Core Concepts
The growth factors of orthogonal matrices under Gaussian elimination with partial and complete pivoting can exhibit exponential growth, with the partial pivoting strategy potentially leading to much larger growth factors compared to complete pivoting.
Abstract
The content explores the growth factors of orthogonal matrices under Gaussian elimination (GE) with partial pivoting (GEPP) and complete pivoting (GECP). It provides the following key insights:
The author establishes an explicit construction of an orthogonal matrix, denoted as Qn, that attains exponential GEPP growth, with a growth factor of 2^(n-1)√3(1+o(1)). This improves upon previous bounds on the maximum GEPP growth for orthogonal matrices.

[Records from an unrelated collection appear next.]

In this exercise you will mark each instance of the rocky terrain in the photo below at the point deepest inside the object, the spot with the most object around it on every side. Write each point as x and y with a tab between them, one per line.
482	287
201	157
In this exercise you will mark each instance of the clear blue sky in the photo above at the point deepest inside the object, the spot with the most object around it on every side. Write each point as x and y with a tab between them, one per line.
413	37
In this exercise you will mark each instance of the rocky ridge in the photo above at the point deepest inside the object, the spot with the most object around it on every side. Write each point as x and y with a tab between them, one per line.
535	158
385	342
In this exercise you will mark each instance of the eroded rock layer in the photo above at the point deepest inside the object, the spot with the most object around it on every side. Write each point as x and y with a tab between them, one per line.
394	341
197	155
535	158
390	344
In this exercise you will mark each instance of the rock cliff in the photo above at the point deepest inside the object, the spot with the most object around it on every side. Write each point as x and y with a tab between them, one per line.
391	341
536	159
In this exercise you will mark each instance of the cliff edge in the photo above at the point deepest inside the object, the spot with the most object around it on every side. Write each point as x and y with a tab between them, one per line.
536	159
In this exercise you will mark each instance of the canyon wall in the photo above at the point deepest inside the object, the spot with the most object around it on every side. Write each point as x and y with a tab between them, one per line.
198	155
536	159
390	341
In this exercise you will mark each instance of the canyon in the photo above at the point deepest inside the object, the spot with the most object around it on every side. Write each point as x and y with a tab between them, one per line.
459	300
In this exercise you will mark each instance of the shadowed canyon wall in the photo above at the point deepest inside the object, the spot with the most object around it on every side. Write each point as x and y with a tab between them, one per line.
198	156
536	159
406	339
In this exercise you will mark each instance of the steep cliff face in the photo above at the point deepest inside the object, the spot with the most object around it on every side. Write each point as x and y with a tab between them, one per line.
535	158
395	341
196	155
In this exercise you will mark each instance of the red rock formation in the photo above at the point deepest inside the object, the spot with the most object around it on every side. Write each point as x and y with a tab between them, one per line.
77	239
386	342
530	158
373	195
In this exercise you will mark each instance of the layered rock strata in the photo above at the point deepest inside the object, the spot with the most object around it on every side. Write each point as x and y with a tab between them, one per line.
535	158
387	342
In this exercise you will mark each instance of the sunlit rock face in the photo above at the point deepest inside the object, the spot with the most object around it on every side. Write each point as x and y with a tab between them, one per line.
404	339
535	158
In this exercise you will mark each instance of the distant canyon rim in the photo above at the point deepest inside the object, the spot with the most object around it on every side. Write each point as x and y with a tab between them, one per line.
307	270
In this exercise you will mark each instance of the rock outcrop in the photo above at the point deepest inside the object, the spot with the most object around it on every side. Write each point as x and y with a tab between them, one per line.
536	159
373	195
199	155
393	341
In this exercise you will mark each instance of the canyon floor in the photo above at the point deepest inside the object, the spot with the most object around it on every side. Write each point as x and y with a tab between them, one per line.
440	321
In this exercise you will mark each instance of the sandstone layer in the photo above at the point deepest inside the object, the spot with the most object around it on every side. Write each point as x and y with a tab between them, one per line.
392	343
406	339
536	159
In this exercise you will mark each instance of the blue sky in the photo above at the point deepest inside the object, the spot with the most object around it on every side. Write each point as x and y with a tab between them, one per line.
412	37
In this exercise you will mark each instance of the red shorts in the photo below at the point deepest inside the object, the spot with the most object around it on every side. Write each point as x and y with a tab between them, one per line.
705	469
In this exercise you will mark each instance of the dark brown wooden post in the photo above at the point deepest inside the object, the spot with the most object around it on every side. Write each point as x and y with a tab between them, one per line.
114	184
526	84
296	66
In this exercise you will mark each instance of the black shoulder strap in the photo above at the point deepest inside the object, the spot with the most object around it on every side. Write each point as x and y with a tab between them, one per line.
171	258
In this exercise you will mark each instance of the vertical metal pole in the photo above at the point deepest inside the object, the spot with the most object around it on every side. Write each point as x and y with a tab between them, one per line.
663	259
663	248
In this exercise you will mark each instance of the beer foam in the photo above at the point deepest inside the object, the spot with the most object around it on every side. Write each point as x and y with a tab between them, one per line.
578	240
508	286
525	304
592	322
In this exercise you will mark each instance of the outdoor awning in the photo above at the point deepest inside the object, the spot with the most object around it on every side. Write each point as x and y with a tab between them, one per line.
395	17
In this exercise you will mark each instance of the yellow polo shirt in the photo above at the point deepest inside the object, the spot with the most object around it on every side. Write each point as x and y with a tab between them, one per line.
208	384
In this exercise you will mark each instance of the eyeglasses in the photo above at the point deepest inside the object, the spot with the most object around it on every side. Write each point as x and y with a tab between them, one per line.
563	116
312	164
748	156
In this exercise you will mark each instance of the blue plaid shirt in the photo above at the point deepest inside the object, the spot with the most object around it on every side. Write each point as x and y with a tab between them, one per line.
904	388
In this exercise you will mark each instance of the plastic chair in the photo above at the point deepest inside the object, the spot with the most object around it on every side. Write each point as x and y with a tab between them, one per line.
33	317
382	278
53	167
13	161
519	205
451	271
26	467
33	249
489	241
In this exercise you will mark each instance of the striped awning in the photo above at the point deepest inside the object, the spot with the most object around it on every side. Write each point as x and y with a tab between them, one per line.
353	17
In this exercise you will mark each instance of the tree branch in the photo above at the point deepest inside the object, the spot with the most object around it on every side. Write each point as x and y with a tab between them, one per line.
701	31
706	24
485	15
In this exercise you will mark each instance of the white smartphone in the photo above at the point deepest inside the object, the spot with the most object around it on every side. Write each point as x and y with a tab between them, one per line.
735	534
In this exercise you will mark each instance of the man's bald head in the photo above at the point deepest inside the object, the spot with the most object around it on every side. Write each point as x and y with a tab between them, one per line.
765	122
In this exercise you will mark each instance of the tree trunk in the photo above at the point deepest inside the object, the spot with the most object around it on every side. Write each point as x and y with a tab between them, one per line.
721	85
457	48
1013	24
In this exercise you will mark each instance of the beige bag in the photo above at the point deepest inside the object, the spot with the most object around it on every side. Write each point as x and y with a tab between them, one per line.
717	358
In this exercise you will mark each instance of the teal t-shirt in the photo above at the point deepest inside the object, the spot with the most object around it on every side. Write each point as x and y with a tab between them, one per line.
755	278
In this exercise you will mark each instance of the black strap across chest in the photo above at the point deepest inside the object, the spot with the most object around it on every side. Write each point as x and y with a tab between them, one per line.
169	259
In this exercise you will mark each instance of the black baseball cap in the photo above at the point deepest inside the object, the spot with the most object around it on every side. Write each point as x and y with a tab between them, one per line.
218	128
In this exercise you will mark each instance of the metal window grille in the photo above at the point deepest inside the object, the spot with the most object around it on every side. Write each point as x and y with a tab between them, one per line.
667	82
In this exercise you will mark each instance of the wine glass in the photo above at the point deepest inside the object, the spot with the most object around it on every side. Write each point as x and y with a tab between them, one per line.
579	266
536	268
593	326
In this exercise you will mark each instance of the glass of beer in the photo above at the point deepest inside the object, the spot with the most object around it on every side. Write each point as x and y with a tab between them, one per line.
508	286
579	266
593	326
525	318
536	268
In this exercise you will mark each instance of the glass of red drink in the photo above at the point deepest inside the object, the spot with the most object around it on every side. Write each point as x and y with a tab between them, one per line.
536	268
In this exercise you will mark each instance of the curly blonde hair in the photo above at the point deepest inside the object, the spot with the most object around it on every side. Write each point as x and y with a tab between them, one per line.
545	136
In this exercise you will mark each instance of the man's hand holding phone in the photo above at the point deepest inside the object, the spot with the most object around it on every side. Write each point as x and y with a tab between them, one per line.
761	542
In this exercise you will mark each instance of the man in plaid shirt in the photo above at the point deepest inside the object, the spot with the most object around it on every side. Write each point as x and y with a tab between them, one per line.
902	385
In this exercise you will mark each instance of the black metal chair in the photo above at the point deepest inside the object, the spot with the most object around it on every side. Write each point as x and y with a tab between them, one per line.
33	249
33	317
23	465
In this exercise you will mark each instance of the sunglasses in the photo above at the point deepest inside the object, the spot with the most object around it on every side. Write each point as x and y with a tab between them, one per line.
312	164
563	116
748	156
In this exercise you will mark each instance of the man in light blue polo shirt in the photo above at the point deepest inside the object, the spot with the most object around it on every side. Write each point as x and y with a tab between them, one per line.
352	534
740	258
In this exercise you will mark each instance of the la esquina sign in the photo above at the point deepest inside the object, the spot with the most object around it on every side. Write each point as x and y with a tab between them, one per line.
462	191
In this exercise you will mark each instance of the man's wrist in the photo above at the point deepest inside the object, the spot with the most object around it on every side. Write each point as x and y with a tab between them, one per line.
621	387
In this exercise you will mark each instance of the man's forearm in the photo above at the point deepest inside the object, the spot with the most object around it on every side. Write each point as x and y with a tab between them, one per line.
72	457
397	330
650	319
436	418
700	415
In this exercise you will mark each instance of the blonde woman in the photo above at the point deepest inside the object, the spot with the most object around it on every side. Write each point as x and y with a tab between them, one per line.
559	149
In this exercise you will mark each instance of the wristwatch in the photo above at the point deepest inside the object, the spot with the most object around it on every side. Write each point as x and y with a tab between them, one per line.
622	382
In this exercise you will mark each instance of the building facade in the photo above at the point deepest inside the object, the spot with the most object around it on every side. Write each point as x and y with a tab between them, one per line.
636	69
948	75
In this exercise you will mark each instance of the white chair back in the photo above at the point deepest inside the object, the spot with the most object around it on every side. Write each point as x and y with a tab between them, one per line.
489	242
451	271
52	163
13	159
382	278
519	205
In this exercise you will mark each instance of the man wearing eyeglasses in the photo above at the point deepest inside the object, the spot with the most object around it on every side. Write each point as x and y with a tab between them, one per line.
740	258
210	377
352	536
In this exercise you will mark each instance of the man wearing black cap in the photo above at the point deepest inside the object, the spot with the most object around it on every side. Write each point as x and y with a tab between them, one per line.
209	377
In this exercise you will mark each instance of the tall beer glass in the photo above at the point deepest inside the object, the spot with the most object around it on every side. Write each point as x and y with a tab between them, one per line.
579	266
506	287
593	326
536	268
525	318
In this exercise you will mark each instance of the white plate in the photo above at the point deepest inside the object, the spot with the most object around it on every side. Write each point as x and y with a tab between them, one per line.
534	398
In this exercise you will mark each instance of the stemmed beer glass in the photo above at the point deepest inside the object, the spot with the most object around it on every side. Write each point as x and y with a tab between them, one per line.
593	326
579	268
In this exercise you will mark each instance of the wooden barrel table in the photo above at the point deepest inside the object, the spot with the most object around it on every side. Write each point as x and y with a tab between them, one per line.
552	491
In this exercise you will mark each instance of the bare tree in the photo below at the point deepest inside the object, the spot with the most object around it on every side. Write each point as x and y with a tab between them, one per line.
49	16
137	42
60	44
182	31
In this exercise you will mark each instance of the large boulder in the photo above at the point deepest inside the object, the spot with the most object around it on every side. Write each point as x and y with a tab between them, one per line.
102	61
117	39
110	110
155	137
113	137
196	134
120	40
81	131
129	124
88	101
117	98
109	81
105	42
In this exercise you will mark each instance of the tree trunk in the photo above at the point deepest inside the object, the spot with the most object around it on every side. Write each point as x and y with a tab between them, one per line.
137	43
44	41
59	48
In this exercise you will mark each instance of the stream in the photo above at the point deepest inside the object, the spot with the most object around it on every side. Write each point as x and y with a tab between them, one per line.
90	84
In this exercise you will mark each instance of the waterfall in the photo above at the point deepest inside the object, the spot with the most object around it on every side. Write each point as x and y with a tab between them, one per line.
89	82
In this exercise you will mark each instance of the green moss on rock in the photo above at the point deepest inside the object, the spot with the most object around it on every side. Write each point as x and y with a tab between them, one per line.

The author shows that every orthogonal matrix with maximal GEPP growth is sign-equivalent to the Qn matrix, and that the set of such orthogonal matrices has a finite size of 2^(2n-1).
The author explores the relationship between the GEPP and GECP growth factors on the same linear systems, establishing lower bounds on the maximum difference between the two. This difference can be exponentially large, with the GEPP growth potentially much larger than the GECP growth.
The author studies the local behavior of GEPP and GECP growth factors around matrices that exhibit large differences in growth between the two pivoting strategies. The growth remains stable under the pivoting strategy that has minimal initial growth, while the larger growth model has local behavior that progressively concentrates near the smaller initial growth.
Overall, the content provides new insights into the complex behavior of Gaussian elimination with different pivoting strategies, especially for structured orthogonal matrices that can exhibit extreme growth factor differences between the partial and complete pivoting approaches.